Altitude Training

Altitude training

Altitude Training and Its Impact on Endurance Athletes

Altitude training has been observed to potentially enhance sea level performance in endurance athletes. The phenomenon was first noticed after the 1968 Olympics in Mexico City, which was situated at an altitude of 7600 feet. Some athletes experienced improved performance upon their return to sea level, while others did not notice any difference. Studies have indicated that runners who trained at 6,000 feet for ten days and then performed at low altitude exhibited improved aerobic power. The lower oxygen levels at altitude stimulate the production of erythropoietin (EPO), resulting in an increase in red blood cells or hematocrit, facilitating the transportation of more oxygen to the tissues. Essentially, this natural process can be likened to blood doping.

Recent studies have further explored the benefits of ‘training low’ and ‘sleeping high’ approaches. Athletes are utilizing hypoxic tents equipped with oxygen extractors to create a moderate altitude environment in which they sleep or lounge for several hours a day. This stimulates erythropoietin production, leading to an increase in hematocrit or red blood cell count. The concept of ‘live high, train low’ has shown promising results, as athletes who lived at altitude and trained at sea level demonstrated improved race times. This approach allows athletes to train more rigorously while optimizing their blood’s oxygen-carrying capacity. However, it is essential for athletes training and sleeping at altitude to ensure they maintain adequate iron stores and nutrition, particularly for women, who may experience lower iron levels due to menstrual blood loss.

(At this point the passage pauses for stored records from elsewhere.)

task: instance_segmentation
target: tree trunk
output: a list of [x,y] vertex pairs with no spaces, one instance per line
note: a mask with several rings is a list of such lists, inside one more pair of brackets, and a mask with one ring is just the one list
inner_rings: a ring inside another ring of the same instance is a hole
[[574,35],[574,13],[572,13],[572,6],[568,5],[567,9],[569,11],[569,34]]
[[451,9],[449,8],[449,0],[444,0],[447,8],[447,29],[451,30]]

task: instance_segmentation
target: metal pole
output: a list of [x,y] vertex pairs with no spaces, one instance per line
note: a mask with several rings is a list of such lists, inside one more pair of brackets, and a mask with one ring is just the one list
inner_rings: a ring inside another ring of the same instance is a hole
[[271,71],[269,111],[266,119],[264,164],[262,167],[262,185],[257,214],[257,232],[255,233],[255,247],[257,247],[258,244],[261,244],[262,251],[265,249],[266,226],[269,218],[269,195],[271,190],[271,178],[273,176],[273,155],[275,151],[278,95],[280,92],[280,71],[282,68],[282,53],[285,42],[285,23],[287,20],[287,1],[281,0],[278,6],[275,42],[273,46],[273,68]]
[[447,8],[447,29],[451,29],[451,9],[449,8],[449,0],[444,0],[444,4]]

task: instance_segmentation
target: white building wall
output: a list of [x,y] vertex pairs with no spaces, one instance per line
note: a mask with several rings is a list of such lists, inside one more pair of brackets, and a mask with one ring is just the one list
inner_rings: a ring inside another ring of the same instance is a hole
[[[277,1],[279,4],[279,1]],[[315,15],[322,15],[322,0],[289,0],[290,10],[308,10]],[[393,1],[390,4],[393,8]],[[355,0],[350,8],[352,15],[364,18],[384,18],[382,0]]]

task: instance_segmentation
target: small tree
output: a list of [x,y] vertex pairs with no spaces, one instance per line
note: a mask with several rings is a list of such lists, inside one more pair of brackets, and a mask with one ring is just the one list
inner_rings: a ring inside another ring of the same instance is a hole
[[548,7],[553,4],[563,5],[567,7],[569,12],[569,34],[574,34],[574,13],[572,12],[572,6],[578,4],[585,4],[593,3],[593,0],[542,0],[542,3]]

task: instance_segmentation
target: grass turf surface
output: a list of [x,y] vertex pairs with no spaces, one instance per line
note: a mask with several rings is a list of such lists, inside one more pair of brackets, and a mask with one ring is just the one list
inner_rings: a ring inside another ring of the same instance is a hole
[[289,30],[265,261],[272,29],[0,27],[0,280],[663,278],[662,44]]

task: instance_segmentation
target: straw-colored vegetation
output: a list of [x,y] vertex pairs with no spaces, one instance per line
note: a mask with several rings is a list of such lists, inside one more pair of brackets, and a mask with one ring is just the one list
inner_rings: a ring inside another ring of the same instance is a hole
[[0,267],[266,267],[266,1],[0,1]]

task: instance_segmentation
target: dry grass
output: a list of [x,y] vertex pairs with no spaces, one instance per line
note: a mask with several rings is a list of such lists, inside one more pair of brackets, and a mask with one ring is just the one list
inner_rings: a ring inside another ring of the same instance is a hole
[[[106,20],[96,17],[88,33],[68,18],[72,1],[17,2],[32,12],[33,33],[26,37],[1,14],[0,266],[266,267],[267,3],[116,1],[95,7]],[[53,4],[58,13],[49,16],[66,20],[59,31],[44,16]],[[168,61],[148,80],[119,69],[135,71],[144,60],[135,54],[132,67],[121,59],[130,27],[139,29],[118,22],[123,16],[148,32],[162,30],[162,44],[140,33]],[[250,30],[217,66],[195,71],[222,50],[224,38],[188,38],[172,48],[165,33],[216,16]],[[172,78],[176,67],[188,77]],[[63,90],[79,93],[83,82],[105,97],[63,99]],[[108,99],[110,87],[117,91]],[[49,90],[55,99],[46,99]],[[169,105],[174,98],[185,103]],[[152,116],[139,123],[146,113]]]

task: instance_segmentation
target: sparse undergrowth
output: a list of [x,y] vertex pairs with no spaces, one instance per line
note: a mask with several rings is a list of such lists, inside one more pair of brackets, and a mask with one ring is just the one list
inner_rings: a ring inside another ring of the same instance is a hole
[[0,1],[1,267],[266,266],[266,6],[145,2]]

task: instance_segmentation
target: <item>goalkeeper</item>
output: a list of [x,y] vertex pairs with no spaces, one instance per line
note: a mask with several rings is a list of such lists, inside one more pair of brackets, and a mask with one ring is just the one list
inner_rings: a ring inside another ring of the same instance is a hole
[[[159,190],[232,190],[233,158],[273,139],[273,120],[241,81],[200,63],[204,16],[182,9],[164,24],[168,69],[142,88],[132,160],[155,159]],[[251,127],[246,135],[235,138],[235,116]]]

Nonetheless, it should be noted that the response to hypoxia and erythropoietin production can vary significantly among individuals. While some athletes may experience substantial benefits from training and/or sleeping at altitude, others may not respond as effectively.

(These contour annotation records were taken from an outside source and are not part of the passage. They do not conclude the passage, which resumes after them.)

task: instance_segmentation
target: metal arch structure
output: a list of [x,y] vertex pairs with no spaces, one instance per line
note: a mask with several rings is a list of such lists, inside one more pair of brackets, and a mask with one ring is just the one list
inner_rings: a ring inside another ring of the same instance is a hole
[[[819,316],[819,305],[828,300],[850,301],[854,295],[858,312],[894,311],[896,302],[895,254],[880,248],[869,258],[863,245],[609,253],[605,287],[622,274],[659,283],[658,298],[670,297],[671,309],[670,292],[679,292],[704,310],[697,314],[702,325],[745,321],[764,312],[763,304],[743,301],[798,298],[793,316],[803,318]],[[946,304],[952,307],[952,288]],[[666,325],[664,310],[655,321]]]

While moderate altitude training offers benefits, there are limitations to consider. Training at altitudes above 8,000 feet is generally not recommended, as exercise capacity decreases, potentially leading to deconditioning. Additionally, recovery time increases at higher altitudes, necessitating longer intervals between training sessions. Furthermore, elevated levels of catecholamines (epinephrine and norepinephrine), the body’s stress hormones, at extremely high altitudes can contribute to weight loss and muscle wasting.